Homeschoolers and Special Education
Today my ClubMom topics, homeschooling and special-needs kids, come together. I’m taking Wonderboy to our local public school—yes! I said public school!—for a meeting and evaluation with the special education office, a speech therapist, and the district audiologist. Even though we plan to home-educate this child like all our others, we can and will avail ourselves of the special services made available to all children according to federal law.
From birth to age three, qualifying children can receive services such as speech therapy, physical therapy, and occupational therapy through Early Intervention programs. Wonderboy received all of the above, in our home, beginning at about four months of age. (For PT & OT, that is. When his hearing loss was diagnosed months later, we added speech & hearing therapies.) The first step in the Early Intervention process is an evaluation that leads to the writing of a big ole document called an IFSP—an Individualized Family Service Plan.
At age three, children age out of Early Intervention and from that point on, the special services they qualify for come through the local public school district. The IFSP gives way to a new document, the IEP, or Individualized Education Plan. The IEP spells out what services the child requires and how the district is to go about answering the need. The whole IEP process can be tricky to navigate, or so I’ve picked up from several friends (public-schoolers, not homeschoolers) whose older children were diagnosed with learning disabilities or autism spectrum disorders. Those parents had to be sharp-witted advocates for their children to make sure that all their classroom needs were being met.
For us, it’s a bit simpler. Wonderboy "graduated" from PT before we left Virginia (amazing, amazing! miracle boy!), but he will almost certainly continue to need some speech therapy during the next several years. His verbal language skills are growing by leaps and bounds—really, it’s so exciting; he’s using long sentences now, like when I hollered "Ladies! Dinner’s ready in five minutes!" and he BOOKED down the hall shouting, "GIRLS! Time to eat! Dinner!" Excellent progress. But of course since he still lacks most consonants, it sounded more like "GUH! I oo ee! Ginnah!"
I want to make sure he has every advantage. I know his verbal skills will continue to improve naturally as he gets older. But he may need extra help to master certain sounds. And so after we got settled in here, I called the district spec ed office to see what kind of speech program they have. After a lot of faxing (his IFSP and audiology reports) and phone calls—just the normal process!—we set up an evaluation with the aforementioned folks.

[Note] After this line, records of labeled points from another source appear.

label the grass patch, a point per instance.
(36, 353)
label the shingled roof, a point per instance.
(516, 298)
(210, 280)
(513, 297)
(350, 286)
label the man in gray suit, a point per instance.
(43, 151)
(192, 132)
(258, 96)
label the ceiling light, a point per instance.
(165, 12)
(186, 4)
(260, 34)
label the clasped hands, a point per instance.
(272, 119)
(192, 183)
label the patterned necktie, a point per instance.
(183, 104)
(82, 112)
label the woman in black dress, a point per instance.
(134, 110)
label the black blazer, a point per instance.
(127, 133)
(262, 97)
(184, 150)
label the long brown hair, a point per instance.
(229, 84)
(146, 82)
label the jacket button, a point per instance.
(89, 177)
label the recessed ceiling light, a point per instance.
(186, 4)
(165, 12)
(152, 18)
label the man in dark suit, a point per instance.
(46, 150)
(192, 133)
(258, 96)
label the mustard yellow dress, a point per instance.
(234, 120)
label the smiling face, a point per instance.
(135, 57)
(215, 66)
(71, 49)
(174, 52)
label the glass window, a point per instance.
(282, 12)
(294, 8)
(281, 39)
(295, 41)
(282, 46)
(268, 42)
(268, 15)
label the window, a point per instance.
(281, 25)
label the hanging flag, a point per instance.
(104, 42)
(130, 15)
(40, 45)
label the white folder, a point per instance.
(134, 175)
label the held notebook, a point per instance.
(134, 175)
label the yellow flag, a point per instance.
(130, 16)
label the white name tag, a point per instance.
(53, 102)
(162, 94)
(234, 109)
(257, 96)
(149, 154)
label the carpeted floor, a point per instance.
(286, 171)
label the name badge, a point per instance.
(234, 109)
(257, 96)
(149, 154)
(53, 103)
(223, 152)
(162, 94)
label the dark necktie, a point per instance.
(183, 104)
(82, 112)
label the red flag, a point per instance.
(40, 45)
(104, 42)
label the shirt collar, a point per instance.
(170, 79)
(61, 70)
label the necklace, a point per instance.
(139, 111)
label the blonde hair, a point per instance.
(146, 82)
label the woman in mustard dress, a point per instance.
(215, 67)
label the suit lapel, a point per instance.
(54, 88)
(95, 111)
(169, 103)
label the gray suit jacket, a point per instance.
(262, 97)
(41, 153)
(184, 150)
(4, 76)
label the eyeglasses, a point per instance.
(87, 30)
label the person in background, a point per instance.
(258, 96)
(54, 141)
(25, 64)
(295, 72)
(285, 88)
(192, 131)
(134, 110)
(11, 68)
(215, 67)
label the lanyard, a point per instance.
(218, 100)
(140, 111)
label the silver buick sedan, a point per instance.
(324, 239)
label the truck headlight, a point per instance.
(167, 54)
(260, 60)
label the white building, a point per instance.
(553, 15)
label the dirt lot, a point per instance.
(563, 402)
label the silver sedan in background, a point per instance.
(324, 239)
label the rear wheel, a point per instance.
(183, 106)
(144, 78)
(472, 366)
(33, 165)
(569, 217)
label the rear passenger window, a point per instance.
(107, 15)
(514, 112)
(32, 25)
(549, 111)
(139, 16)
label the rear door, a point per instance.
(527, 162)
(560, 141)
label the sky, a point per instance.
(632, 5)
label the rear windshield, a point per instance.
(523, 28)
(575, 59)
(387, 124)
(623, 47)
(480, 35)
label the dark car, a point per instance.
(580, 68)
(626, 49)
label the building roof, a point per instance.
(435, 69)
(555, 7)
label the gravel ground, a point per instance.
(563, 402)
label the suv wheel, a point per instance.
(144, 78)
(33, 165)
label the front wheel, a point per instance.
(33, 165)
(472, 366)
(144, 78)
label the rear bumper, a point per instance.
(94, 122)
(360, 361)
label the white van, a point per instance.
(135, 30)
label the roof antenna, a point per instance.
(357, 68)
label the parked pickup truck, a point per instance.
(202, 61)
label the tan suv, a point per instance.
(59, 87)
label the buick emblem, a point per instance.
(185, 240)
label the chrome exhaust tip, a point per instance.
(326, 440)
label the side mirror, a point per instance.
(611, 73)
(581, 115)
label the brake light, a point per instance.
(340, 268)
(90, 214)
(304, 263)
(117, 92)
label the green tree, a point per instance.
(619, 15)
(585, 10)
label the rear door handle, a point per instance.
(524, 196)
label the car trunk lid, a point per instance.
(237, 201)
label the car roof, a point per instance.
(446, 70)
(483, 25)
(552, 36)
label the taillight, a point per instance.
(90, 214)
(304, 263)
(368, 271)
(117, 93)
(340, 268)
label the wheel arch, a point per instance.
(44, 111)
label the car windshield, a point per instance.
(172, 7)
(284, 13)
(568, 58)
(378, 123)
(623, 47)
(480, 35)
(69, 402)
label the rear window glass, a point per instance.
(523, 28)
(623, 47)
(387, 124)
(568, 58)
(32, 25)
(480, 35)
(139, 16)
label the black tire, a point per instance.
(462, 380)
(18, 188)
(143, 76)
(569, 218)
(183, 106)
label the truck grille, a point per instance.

Today we’ll be meeting to determine what goes into his IEP. I’m going to blog the process, because I haven’t found too much else out there about homeschoolers and IEPs. I might hold off on attending the speech therapy sessions until next fall, depending on how today’s eval goes. At Wonderboy’s age (he’ll be three this week!), speech therapy takes place in small parent-child sessions at the school up the road. That sounds great—but I can already see that timing will be tricky. I don’t know that I want to chop up a morning once a week with a jaunt to speech therapy. That’ll monkey with my older kids’ schedule.
But we can figure out the logistics later. Right now, step one: the speech evaluation.